После почты он попробовал заняться иным, открывая за страницей страницу. Но таким холодным, ненужным казалось ему все, чему еще вчера, с интересом и радостью, посвящал свою жизнь: древние греки,
Ямбул да Евгемер, "Священные хроники", остров Панхее да остров
Солнца и наши, которые ближе, – Феодосии Косой, Подшивалин, Поповы
"общие" "молокане" – все далекое и давно потухшее. Зачем эта холодная зола, когда рядом живое? Вот оно – гляди и радуйся.
Оставив компьютер, он из комнаты в комнату прошел по квартире, наслаждаясь ее покоем, который царил тут всегда, с давних времен детства и по нынешний день. Здесь хорошо дышалось. За большими, чисто промытыми окнами открывалась картина завораживающая: огромное небо с белыми облаками, синяя речная вода, зелень деревьев – мир и покой. В одной из комнат он уселся в большое удобное мягкое кресло и стал глядеть в заокон-ный простор, порою глаза прикрывая, задремывая. Но даже опуская веки, он видел вовсе не тьму, а ту же зелень, синеву, бель – словом, жизнь.
Как хорошо оказаться дома после долгой дороги, нелегкой разлуки, чужих углов… Как благостно, сладко в родных и приютных стенах. Как тепло и покойно сердцу, душе.
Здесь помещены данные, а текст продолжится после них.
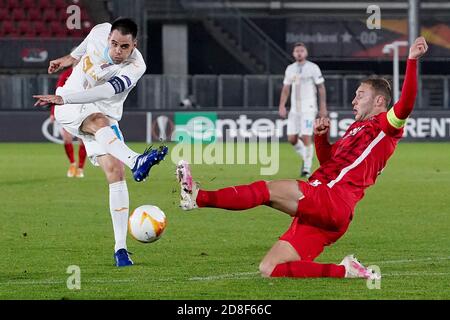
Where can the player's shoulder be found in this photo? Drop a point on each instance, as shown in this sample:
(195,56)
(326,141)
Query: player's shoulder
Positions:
(291,67)
(101,29)
(137,61)
(312,65)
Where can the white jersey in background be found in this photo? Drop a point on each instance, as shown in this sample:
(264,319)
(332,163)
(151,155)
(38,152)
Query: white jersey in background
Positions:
(303,79)
(96,67)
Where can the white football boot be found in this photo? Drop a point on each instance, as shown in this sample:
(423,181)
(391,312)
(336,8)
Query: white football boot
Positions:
(354,269)
(188,187)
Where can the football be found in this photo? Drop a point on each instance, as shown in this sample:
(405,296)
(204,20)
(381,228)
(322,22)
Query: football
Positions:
(147,223)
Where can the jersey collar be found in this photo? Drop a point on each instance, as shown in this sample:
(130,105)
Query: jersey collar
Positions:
(106,55)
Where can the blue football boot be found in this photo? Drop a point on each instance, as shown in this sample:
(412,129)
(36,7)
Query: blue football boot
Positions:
(122,258)
(147,160)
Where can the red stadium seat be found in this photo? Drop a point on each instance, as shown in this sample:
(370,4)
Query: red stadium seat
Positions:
(34,14)
(27,4)
(50,15)
(61,4)
(9,29)
(45,4)
(12,4)
(4,14)
(18,14)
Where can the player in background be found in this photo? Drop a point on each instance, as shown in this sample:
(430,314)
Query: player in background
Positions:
(303,79)
(322,207)
(74,170)
(90,105)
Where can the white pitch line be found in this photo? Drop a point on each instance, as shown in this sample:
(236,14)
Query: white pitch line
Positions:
(241,275)
(224,276)
(410,260)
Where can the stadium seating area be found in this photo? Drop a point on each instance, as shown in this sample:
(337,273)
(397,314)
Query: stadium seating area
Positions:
(40,18)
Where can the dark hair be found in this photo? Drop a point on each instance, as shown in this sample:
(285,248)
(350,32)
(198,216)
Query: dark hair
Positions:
(381,87)
(298,44)
(125,26)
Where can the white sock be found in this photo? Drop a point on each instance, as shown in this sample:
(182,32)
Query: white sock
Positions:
(119,207)
(300,148)
(309,154)
(116,147)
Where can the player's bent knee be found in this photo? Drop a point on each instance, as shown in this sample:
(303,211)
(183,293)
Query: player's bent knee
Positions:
(293,140)
(266,268)
(114,171)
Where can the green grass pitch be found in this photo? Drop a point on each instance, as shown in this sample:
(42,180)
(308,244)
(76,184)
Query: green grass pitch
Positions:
(49,222)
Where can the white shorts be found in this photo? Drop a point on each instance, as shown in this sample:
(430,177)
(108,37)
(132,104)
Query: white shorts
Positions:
(301,124)
(71,116)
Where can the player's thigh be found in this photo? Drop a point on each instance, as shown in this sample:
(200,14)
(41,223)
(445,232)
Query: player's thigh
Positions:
(284,195)
(281,252)
(113,168)
(307,126)
(67,137)
(293,124)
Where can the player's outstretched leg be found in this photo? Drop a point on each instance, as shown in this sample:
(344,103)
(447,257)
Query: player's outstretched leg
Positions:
(119,204)
(232,198)
(278,194)
(147,160)
(140,164)
(354,269)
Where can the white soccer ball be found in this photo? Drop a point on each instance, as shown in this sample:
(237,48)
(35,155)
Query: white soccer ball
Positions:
(147,223)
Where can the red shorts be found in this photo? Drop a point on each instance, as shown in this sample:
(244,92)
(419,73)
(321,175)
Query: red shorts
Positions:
(322,218)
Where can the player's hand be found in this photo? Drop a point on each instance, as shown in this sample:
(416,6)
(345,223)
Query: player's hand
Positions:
(48,99)
(418,48)
(282,112)
(61,63)
(321,126)
(323,113)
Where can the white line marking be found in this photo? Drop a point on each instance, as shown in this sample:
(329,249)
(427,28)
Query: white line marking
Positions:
(241,275)
(410,260)
(225,276)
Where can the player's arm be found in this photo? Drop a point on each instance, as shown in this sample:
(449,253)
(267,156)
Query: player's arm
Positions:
(320,83)
(324,149)
(287,82)
(117,84)
(323,112)
(396,117)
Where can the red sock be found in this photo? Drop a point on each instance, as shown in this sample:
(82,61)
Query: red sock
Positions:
(235,198)
(81,156)
(308,269)
(69,152)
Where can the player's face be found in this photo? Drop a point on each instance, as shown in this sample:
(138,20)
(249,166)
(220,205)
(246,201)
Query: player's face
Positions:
(120,46)
(364,102)
(300,53)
Илья крепко заснул, но проснулся, внезапно вздрогнув. Что-то ему привиделось… Он очнулся: мягкое кресло, книжные шкафы и полки вдоль стен, просторный письменный стол в углу, возле окна; на нем – зеленая лампа. И вспомнил: ему привиделось, что за столом сидит отец. Лампа светит, белый круг – на столе, а голова отца, его лицо – в зеленом полумраке.
Отец умер пять лет назад. Но умер не здесь, а далеко, на Севере. Его привезли и схоронили в закрытом цинковом гробу. Гроб был большой и страшный своей непонятностью. Потому что гроб человеку не замена, даже мертвому.
Но сначала, и очень долго, отец был живой.
Вспомнилось совсем давнее. Но вспомнилось ясно. Желтый двухэтажный корпус глазной клиники, где работал отец. Второй этаж и налево.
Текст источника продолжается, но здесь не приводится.